Bénin et Niger : l’élection de Romuald Wadagni pourrait marquer un tournant diplomatique
Les autorités du Niger manifestent une forme d’ouverture prudente à l’égard du futur exécutif béninois. Alors que l’investiture du président élu Romuald Wadagni approche, le ministre nigérien des Affaires étrangères, Bakary Yaou Sangaré, a laissé entendre qu’un rapprochement entre Niamey et Cotonou était envisageable, après une période de vives frictions.
S’exprimant sur la chaîne nationale RTN, le chef de la diplomatie du Niger a admis qu’aucun contact officiel n’était encore établi avec l’équipe de transition au Bénin. Toutefois, il a formulé le vœu de voir s’instaurer une dynamique de dialogue renouvelée entre les deux nations voisines.
« Nous accueillerions favorablement une démarche du nouveau gouvernement béninois en ce sens », a précisé le ministre, tout en soulignant l’importance de preuves mutuelles de bonne volonté pour restaurer la confiance.
Un climat de méfiance persistant depuis le putsch de 2023
La rupture entre le Bénin et le Niger s’est cristallisée suite au coup d’État de juillet 2023 qui a installé le général Abdourahamane Tiani au pouvoir. Cet événement a entraîné des mesures de rétorsion sévères, notamment le maintien de la fermeture de la frontière terrestre par le Niger, ce qui entrave considérablement les flux commerciaux régionaux.
L’escalade diplomatique a atteint un point critique en janvier 2026, marquée par des renvois réciproques de diplomates et l’arrêt des activités de la représentation diplomatique béninoise à Niamey.
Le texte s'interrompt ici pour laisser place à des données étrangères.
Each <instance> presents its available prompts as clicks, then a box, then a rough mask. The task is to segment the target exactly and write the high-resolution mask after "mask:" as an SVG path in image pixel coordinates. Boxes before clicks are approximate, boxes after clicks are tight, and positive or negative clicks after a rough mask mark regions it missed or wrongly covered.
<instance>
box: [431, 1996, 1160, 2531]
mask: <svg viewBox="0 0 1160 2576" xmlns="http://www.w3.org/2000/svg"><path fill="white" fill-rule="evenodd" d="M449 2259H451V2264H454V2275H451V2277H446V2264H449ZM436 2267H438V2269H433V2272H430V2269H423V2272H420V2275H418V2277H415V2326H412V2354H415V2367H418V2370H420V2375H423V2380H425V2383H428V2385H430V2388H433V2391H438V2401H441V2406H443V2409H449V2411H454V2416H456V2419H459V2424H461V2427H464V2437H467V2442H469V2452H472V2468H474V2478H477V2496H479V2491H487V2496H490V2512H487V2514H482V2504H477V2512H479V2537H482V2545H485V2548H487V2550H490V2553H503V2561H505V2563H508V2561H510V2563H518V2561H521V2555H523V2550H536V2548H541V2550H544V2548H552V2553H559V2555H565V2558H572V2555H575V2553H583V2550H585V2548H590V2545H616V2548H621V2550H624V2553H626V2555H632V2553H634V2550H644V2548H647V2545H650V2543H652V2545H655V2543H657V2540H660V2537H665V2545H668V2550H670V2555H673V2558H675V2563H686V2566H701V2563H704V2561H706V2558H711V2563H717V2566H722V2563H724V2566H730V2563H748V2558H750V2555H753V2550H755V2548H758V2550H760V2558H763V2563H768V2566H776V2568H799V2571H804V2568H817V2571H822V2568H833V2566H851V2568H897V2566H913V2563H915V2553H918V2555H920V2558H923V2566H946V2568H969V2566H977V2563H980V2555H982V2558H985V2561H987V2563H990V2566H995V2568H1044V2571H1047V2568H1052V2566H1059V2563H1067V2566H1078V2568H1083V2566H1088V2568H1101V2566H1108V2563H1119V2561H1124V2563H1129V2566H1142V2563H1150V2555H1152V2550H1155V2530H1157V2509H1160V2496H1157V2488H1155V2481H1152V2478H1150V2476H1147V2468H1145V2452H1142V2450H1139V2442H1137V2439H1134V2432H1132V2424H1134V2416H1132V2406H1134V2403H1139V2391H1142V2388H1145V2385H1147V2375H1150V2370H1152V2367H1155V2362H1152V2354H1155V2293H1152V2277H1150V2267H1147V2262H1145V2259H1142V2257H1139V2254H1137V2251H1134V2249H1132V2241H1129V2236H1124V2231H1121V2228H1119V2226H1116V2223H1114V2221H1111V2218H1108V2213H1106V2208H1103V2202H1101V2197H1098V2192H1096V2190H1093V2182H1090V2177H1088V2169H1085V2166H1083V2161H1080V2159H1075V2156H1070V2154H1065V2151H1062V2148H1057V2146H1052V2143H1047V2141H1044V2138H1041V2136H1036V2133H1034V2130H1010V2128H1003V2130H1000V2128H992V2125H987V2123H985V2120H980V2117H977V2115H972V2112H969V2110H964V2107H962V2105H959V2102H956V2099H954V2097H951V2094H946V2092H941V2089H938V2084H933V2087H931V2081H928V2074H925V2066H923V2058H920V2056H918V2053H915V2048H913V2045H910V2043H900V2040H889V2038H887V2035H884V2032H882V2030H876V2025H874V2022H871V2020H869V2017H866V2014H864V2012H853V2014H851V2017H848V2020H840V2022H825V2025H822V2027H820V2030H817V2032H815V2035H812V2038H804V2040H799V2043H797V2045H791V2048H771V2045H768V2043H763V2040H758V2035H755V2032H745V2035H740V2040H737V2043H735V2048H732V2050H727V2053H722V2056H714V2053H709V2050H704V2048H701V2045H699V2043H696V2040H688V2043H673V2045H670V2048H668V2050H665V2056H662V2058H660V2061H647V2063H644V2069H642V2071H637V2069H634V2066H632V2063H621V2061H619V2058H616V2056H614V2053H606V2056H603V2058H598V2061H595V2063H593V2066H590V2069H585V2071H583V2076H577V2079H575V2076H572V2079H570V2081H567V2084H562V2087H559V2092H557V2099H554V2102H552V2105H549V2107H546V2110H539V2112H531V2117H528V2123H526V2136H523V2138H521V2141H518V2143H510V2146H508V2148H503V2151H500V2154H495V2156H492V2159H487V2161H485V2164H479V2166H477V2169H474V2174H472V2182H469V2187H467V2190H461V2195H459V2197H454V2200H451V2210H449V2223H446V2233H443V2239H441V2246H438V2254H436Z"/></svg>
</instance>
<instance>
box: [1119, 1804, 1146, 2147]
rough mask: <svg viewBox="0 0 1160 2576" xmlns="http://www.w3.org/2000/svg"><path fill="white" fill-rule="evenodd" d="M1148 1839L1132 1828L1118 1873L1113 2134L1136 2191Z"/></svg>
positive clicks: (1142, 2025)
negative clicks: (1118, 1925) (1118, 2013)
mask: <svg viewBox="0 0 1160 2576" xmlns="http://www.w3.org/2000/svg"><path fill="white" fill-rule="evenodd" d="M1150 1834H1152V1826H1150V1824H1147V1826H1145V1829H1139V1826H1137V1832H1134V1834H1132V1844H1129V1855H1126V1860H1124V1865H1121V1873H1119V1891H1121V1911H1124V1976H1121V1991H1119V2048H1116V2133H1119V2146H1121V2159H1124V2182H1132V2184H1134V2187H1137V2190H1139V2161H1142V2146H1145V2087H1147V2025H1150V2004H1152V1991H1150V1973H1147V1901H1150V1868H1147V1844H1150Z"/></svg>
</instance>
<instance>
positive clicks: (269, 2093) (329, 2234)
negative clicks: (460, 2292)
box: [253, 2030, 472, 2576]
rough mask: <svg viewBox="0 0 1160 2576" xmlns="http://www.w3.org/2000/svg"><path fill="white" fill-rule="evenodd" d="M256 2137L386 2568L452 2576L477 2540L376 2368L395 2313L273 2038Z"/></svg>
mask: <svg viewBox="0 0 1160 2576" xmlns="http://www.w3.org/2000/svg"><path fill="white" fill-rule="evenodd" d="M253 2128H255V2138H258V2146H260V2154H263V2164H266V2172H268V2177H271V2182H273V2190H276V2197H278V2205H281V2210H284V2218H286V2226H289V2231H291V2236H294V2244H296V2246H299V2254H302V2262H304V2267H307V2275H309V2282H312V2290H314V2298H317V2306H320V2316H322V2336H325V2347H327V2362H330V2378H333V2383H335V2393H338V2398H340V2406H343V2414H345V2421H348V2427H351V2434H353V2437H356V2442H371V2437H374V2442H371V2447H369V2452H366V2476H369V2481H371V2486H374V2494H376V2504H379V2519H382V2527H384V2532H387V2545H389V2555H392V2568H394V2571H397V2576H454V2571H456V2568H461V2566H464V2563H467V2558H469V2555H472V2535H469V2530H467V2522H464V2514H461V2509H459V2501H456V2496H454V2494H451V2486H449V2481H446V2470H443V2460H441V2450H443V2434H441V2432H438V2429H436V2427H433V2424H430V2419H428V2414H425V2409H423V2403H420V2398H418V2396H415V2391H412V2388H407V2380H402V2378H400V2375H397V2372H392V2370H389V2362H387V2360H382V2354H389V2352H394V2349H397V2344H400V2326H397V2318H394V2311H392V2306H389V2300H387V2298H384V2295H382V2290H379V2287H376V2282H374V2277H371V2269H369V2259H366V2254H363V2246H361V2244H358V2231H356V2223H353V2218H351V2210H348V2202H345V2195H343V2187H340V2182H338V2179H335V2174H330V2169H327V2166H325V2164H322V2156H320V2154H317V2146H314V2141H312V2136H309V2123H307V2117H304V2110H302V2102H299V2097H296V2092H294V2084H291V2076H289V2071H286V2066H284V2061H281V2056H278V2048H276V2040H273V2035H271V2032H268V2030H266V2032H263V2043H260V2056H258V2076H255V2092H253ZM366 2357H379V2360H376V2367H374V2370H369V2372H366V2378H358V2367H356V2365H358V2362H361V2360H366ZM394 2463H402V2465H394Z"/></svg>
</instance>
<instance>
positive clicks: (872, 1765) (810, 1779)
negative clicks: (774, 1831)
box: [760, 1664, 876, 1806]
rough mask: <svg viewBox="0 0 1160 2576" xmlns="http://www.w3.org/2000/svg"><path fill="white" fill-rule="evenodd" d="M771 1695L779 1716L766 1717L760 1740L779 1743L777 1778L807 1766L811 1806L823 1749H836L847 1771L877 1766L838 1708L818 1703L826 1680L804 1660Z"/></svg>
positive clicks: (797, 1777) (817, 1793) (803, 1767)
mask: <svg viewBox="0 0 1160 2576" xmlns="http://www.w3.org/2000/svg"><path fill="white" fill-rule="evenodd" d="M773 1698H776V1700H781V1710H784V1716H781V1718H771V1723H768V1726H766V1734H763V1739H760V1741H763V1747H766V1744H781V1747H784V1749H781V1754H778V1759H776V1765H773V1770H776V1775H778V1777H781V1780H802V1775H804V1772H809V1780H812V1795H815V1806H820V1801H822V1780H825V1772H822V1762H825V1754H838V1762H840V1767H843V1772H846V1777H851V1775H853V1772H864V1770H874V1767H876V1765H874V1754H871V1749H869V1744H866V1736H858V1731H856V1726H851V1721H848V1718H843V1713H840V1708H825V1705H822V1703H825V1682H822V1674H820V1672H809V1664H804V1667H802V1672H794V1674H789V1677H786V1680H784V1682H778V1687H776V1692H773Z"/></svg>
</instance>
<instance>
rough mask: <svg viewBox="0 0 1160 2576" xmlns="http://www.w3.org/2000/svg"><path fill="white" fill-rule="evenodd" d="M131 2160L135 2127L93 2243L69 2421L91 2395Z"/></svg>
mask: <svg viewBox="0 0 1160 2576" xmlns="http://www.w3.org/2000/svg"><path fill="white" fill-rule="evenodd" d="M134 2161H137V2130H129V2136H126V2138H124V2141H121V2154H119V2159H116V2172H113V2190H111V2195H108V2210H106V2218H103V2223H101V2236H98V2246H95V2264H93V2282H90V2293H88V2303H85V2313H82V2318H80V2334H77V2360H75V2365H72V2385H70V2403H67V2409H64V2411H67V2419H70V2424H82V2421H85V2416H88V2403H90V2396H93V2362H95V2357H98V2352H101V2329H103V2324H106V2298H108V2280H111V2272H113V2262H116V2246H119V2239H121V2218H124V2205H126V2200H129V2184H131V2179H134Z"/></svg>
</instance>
Les autorités nigériennes reprochent à Cotonou de servir de base arrière à des mouvements hostiles à leur régime, des griefs que le gouvernement du Bénin a systématiquement démentis.
Les enjeux stratégiques du pétrole et de la libre circulation
Au-delà des querelles politiques, la crise impacte des secteurs économiques vitaux pour les deux États. Le projet du pipeline géré par Wapco demeure au cœur des préoccupations. Cette infrastructure majeure est indispensable pour acheminer le pétrole brut du Niger vers les marchés internationaux via le port de Sèmè-Kpodji au Bénin.
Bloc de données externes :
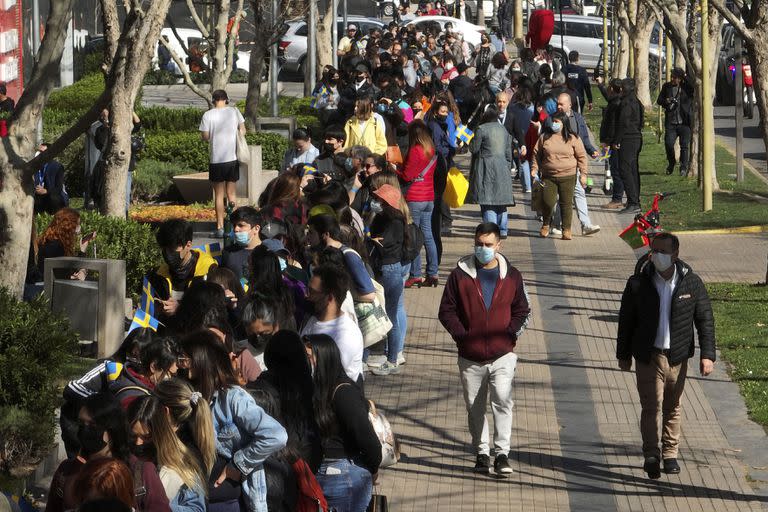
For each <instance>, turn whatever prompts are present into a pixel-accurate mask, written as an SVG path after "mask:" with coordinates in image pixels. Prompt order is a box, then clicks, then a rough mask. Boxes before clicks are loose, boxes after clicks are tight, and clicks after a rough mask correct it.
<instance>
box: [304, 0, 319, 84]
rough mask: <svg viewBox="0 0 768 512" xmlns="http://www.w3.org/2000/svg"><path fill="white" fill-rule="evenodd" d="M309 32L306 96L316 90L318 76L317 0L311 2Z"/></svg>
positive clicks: (306, 81) (310, 4)
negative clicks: (317, 46)
mask: <svg viewBox="0 0 768 512" xmlns="http://www.w3.org/2000/svg"><path fill="white" fill-rule="evenodd" d="M307 18H308V19H307V26H308V28H309V34H308V36H307V57H306V58H307V65H306V66H305V70H306V73H307V74H306V76H305V77H304V79H305V82H304V84H305V85H304V96H309V95H310V94H312V91H314V90H315V78H316V77H317V70H316V69H315V68H317V2H309V16H308V17H307Z"/></svg>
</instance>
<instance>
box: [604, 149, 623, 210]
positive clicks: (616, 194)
mask: <svg viewBox="0 0 768 512" xmlns="http://www.w3.org/2000/svg"><path fill="white" fill-rule="evenodd" d="M608 166H609V168H610V169H611V178H613V195H612V196H611V201H613V202H614V203H620V202H621V200H622V197H623V196H624V181H622V179H621V172H620V171H619V152H618V151H617V150H614V151H613V153H611V156H610V157H609V158H608Z"/></svg>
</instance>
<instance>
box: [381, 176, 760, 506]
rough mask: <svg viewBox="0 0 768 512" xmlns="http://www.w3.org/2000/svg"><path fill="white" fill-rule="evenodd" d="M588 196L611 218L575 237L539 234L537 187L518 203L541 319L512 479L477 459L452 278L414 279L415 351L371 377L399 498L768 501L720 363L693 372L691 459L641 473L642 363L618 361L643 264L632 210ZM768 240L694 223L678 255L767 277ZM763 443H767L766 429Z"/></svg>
mask: <svg viewBox="0 0 768 512" xmlns="http://www.w3.org/2000/svg"><path fill="white" fill-rule="evenodd" d="M516 192H517V197H518V198H520V194H519V188H518V187H516ZM589 202H590V205H591V206H592V207H593V210H592V211H591V214H592V218H593V222H595V223H597V224H600V225H601V226H602V227H603V231H602V232H601V233H600V234H598V235H596V236H592V237H581V236H579V234H580V229H579V228H578V226H574V227H575V229H574V234H575V235H576V236H575V237H574V240H573V241H570V242H565V241H561V240H559V239H552V238H550V239H546V240H544V239H540V238H538V235H537V233H538V226H539V225H538V223H537V222H535V221H534V220H532V219H531V217H532V215H531V214H530V210H529V208H528V206H527V205H528V201H527V199H525V200H523V201H519V202H518V206H517V207H516V208H513V209H510V213H511V216H510V217H511V219H510V224H511V231H510V237H509V238H508V239H507V240H506V241H505V242H503V247H504V249H503V252H504V254H505V255H506V256H507V257H508V258H509V259H510V260H511V261H512V263H513V264H514V265H515V266H517V267H518V268H519V269H520V270H521V272H522V273H523V276H524V278H525V281H526V284H527V287H528V291H529V294H530V298H531V301H532V304H531V306H532V309H533V319H532V322H531V324H530V325H529V328H528V330H527V331H526V333H525V334H524V335H523V336H522V338H521V339H520V341H519V343H518V355H519V356H520V360H519V365H518V369H517V375H516V377H515V401H516V403H515V422H514V427H513V438H512V452H511V463H512V465H513V467H514V469H515V473H514V475H512V477H511V478H509V479H507V480H499V479H496V478H495V477H494V476H492V475H478V474H475V473H473V472H472V467H473V465H474V454H473V453H472V452H471V448H470V446H469V432H468V429H467V425H466V413H465V409H464V402H463V398H462V392H461V386H460V383H459V377H458V370H457V367H456V349H455V346H454V343H453V342H452V340H451V339H450V338H449V337H448V335H447V334H446V332H445V331H444V329H443V328H442V326H441V325H440V323H439V321H438V320H437V309H438V305H439V301H440V297H441V294H442V286H439V287H438V288H430V289H413V290H407V291H406V308H407V311H408V313H409V318H408V322H409V324H408V336H407V339H406V348H405V354H406V357H407V360H408V363H407V365H406V366H405V369H404V370H403V372H402V373H401V374H400V375H397V376H390V377H375V376H369V377H368V380H367V384H366V389H367V392H368V394H369V396H370V397H371V398H373V399H375V400H376V401H377V404H378V406H379V407H380V408H381V409H382V410H384V411H385V412H386V413H387V416H388V418H389V420H390V422H391V423H392V425H393V428H394V429H395V431H396V433H397V434H398V435H399V438H400V441H401V442H402V444H403V446H402V451H403V456H402V459H401V461H400V463H398V464H397V465H396V466H394V467H392V468H389V469H386V470H382V472H381V474H380V485H379V486H377V487H376V492H379V493H383V494H386V495H387V496H388V497H389V501H390V506H391V510H396V511H398V512H408V511H422V510H447V511H454V510H455V511H468V510H472V511H495V510H499V511H501V510H505V511H506V510H526V511H529V510H546V511H550V510H579V511H582V510H590V511H592V510H617V511H618V510H621V511H624V510H627V511H629V510H632V511H636V510H678V511H683V510H718V511H720V510H738V511H744V510H764V509H768V493H766V492H765V488H764V487H763V489H762V490H761V489H759V488H755V489H753V488H752V487H751V486H750V482H749V481H748V478H747V476H746V475H747V474H749V475H750V477H751V478H758V479H760V477H761V475H758V477H755V475H756V474H758V473H759V469H760V468H757V469H755V468H754V467H747V466H746V465H745V463H744V462H743V460H742V458H741V457H742V451H743V452H748V451H751V450H752V449H757V448H758V446H757V445H752V444H748V445H744V444H733V443H732V442H730V441H729V439H730V438H731V437H735V436H732V435H731V434H732V432H730V431H729V430H727V429H726V428H725V427H724V425H725V424H726V423H728V422H727V421H723V423H719V422H718V416H717V414H719V411H718V410H716V409H715V408H714V406H713V405H712V403H711V401H710V398H709V397H711V396H713V395H717V394H722V393H724V392H725V391H723V390H725V389H726V387H727V386H730V388H728V389H730V390H731V392H732V388H733V384H732V383H730V382H727V377H725V378H723V380H718V379H720V378H722V372H721V373H720V375H721V377H717V376H715V377H714V378H709V379H707V380H705V379H702V378H701V377H699V376H698V374H697V373H696V372H694V370H697V368H693V367H692V371H691V372H690V374H689V375H690V376H689V379H688V382H687V385H686V390H685V394H684V396H683V409H684V412H683V414H684V420H683V425H684V432H683V439H682V442H681V450H680V461H681V465H682V467H683V472H682V473H681V474H680V475H674V476H673V475H669V476H668V475H663V476H662V478H661V479H660V480H657V481H651V480H648V479H647V478H646V475H645V473H643V472H642V470H641V467H640V466H641V464H642V456H641V451H640V432H639V426H638V420H639V412H640V411H639V403H638V399H637V391H636V389H635V386H634V374H633V373H624V372H620V371H619V370H618V368H617V365H616V361H615V357H614V354H615V335H616V326H617V321H618V307H619V301H620V297H621V292H622V290H623V288H624V284H625V282H626V278H627V276H628V275H629V274H630V273H631V271H632V269H633V266H634V263H635V259H634V257H633V255H632V252H631V250H630V249H629V248H628V247H627V246H626V245H625V244H624V243H623V242H622V241H621V240H620V239H619V238H618V237H617V234H618V232H619V231H620V230H621V229H622V228H623V227H624V226H626V225H627V224H629V222H630V221H631V218H630V217H629V216H627V215H620V214H616V213H613V212H609V211H604V210H601V209H599V208H597V207H596V206H595V205H598V204H602V203H605V202H607V199H606V198H605V197H604V196H597V195H592V196H590V197H589ZM521 203H525V204H521ZM574 217H575V216H574ZM455 218H456V220H455V222H454V227H455V233H456V234H457V235H458V236H456V237H453V238H449V239H444V243H445V254H444V256H443V264H442V265H441V269H440V270H441V272H440V280H441V283H443V282H444V281H445V278H446V276H447V273H448V272H449V271H450V270H451V269H452V268H453V266H454V265H455V262H456V260H457V259H458V258H459V257H460V256H463V255H465V254H468V253H469V252H470V251H471V245H472V244H471V236H472V232H473V229H474V226H475V225H476V224H477V223H478V222H479V220H480V214H479V209H478V208H477V207H476V206H467V207H464V208H462V209H461V210H460V211H457V212H455ZM574 222H578V221H577V220H576V219H575V218H574ZM766 241H768V235H765V234H763V235H749V236H744V235H742V236H730V235H725V236H694V235H685V236H684V237H683V238H682V250H681V257H682V258H683V259H685V260H686V261H687V262H689V263H690V264H691V265H692V266H693V268H694V269H695V270H696V271H698V272H699V273H700V274H701V275H702V277H703V278H704V279H705V280H707V281H715V280H736V281H745V282H757V281H759V280H762V279H763V278H764V276H765V263H766ZM692 361H693V362H694V363H695V361H696V360H695V359H693V360H692ZM695 366H696V367H697V366H698V365H697V364H695ZM705 388H706V389H707V391H706V392H705ZM715 401H716V400H715ZM730 401H731V402H735V403H736V402H739V401H738V400H730ZM736 407H737V408H738V407H739V403H737V404H736ZM740 407H741V410H743V404H741V406H740ZM731 423H732V422H731ZM742 423H743V422H742ZM728 424H729V427H728V429H730V428H732V427H731V424H730V423H728ZM737 426H738V427H741V426H743V425H742V424H739V425H737ZM760 432H761V433H762V431H760ZM726 433H727V434H728V435H726ZM742 441H743V440H742ZM757 444H762V445H763V446H765V445H766V437H765V435H764V433H762V435H761V436H758V438H757ZM763 462H764V461H763Z"/></svg>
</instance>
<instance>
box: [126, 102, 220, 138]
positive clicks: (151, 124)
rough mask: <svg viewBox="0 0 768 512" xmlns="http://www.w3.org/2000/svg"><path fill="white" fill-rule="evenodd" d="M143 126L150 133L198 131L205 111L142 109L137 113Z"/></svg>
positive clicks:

Parallèlement, le blocage de la frontière terrestre continue de peser lourdement sur le quotidien des populations locales et sur la rentabilité des entreprises opérant sur le corridor Niamey–Cotonou.
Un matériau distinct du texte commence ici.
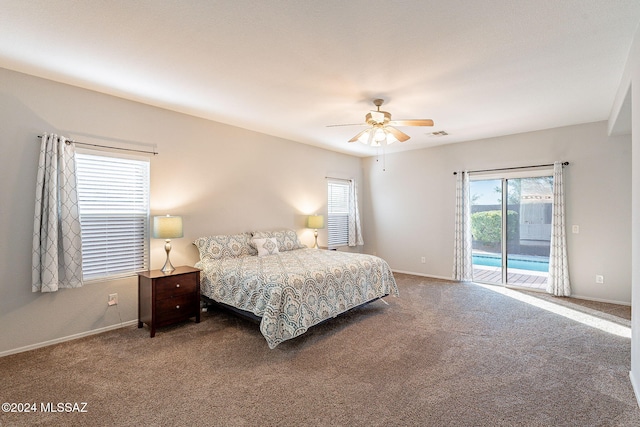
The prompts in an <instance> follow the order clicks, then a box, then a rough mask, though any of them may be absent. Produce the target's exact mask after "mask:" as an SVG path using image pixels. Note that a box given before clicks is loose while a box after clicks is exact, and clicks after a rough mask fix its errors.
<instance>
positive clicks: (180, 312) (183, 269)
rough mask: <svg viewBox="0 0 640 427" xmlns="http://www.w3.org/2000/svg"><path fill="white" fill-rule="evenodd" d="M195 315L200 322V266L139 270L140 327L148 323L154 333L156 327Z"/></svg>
mask: <svg viewBox="0 0 640 427" xmlns="http://www.w3.org/2000/svg"><path fill="white" fill-rule="evenodd" d="M191 317H195V318H196V323H200V270H199V269H197V268H194V267H187V266H183V267H177V268H176V269H175V270H173V271H172V272H171V273H167V274H165V273H163V272H162V270H151V271H143V272H141V273H138V328H142V326H143V324H144V323H146V324H147V325H148V326H149V328H150V329H151V337H152V338H153V337H154V336H155V334H156V328H158V327H161V326H167V325H171V324H174V323H177V322H181V321H184V320H187V319H189V318H191Z"/></svg>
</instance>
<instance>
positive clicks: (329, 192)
mask: <svg viewBox="0 0 640 427" xmlns="http://www.w3.org/2000/svg"><path fill="white" fill-rule="evenodd" d="M327 192H328V197H327V235H328V239H327V240H328V242H327V245H328V247H329V248H330V249H333V248H337V247H339V246H345V245H347V243H348V241H349V182H345V181H328V183H327Z"/></svg>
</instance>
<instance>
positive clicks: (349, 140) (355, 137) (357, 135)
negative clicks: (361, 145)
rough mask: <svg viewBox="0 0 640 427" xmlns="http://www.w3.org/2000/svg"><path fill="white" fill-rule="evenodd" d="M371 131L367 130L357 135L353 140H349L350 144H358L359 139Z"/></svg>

Le mandat de Romuald Wadagni, un tournant pour la sous-région
Le scrutin du 12 avril 2026, ayant consacré la victoire de Romuald Wadagni, et sa prise de fonction imminente le 24 mai, pourraient offrir l’opportunité d’une désescalade. Les propos de Bakary Yaou Sangaré sont interprétés comme une main tendue, bien que conditionnée par des actes concrets de la part de la future administration béninoise.
Malgré l’échec d’une médiation tripartite initiée en 2025 avec le concours d’anciens chefs d’État, l’espoir renaît. Pour le futur président du Bénin, la normalisation des échanges avec le Niger constitue l’un des défis majeurs de son début de mandat. Un dénouement positif favoriserait non seulement la reprise économique, mais renforcerait également la stabilité sécuritaire dans un Sahel en proie à de multiples tensions.